One boy named Arata is tasked by the matriarch of his tribe to stall for time at the ceremony to become the next princess of the fantasy world of Amawakuni so a more suitable candidate can be found. The other is a first year high school student bullied and betrayed by his “friends,” first back in middle school, and now by someone else he trusted. The Amawakuni Arata appears before the current princess to start the three-day long choosing ceremony, but the 12 Shinshou, her generals that wield magical weapons called Hayagami, betray her and attempt to kill her to wrestle control from the princess and her Amatsuriki magical powers.
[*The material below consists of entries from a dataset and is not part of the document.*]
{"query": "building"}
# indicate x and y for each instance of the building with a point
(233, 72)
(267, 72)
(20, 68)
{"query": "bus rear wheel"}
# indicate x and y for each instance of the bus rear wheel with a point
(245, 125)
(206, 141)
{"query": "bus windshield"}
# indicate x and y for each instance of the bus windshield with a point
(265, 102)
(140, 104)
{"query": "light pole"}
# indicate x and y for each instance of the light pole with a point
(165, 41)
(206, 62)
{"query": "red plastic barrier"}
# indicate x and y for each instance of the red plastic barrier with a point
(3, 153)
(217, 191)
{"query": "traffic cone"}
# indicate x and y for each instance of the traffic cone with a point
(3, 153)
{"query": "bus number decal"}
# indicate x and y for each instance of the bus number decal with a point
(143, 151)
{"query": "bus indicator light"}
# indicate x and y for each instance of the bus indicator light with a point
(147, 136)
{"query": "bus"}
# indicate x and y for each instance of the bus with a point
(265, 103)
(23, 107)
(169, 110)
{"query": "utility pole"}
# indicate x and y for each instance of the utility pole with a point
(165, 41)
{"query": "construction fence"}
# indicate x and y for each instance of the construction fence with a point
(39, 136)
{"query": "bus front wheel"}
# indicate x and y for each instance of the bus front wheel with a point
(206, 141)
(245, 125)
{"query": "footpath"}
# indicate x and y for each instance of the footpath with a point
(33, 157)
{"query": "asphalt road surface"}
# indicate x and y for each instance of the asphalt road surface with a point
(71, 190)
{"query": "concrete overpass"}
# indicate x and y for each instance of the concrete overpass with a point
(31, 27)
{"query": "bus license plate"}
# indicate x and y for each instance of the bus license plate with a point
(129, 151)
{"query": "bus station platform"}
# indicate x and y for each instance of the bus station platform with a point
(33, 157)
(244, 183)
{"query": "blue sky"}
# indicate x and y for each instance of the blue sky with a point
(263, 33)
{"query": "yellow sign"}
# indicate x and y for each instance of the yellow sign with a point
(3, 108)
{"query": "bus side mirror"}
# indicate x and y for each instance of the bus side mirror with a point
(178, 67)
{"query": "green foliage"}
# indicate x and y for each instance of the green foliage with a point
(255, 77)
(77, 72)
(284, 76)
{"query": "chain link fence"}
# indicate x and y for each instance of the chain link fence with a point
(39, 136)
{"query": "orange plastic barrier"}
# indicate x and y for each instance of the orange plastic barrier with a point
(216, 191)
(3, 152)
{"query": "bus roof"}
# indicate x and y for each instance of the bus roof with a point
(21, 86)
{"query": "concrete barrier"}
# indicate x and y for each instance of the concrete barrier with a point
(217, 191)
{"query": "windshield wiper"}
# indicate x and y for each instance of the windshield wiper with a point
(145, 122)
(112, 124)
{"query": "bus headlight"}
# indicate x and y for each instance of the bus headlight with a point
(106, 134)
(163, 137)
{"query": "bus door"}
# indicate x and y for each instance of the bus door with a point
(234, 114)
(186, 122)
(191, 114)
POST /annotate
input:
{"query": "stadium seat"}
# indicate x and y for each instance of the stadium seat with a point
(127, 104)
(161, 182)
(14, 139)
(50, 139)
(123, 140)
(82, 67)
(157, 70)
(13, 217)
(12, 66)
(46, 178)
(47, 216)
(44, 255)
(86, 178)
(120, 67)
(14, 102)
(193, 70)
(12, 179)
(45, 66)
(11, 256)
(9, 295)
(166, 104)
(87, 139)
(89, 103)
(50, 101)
Arata, being a witness, is threatened next but he escapes the chamber and is framed for the murder, becoming a fugitive and fleeing to a dangerous magical forest nearby the capital city.
Meanwhile, Arata Hinohara, the student, walks home, alone, and wonders what use it is continuing on with friends if they all just betray you one day. Suddenly, both Aratas are snatched by some sort of magical force and placed in a state of limbo, where they briefly see each other and hear both worlds calling out for Arata to return. They land in each other’s worlds, and Arata Hinohara, still in his school uniform, is recognized by everyone in Amawakuni as the Arata that just left. He runs from the authorities that shoot arrows at him, and is rescued by a girl that had acted as the other Arata’s servant and the matriarch. When the authorities arrive looking for Arata after this – and it is explained that although he is depicted on-screen as Arata Hinohara, in the eyes of those in Amawakuni he appears as their original Arata – he manages to take the tribe/clan’s old, rusted Hayagami and awaken it to renewed power and shininess.
Whew! What a mouthful! I thought the synopses I read of the series before it aired were really confusing, and I think mine comes out that way as well, but when you watch this episode, it somehow manages to keep things quite straight and not nearly as complicated. That is to the episode’s credit. Unfortunately, that’s about all this pilot gets right.
The characters, most of whom are typical bishonen, aren’t really developed very well. Arata Hinohara’s trust issues rise to the surface believably enough, and it will be interesting to see how those come into play over the course of the series, but everything else is all style and no substance. There’s also a massive classic plot hole – why is Kannagi, the long-silver-haired open-shirted Shinshou, the only one in on the attack on the princess? The others are even standing all around the dais! How hard could it have been to have a second one leap in and kill Arata as well before he could escape?
The production aspects of this show are pretty shoddy, too. The CG effects for fire look like they came straight out of the mid 1990s before anyone knew what they were doing with computers, and the soundtrack was oddly synthed, also reminiscent of an era before they really bothered using orchestras to produce a bulk of the soundtracks for anime… or before synthesizers had advanced to actually being able to closely mimic real instruments. Perhaps the director, or original creator Yuu Watase herself, are still stuck living back in the Fushigi Yuugi days (also created by Watase)? When synth can be bad and plots don’t have to make any sense as long as the boys look pretty? Wait… these are still those days, aren’t they? What was I thinking?
Not too excited to continue on with this one, but we can’t pick all winners, can we? Not even the weak attempt at subverting traditional gender roles can save this one for me.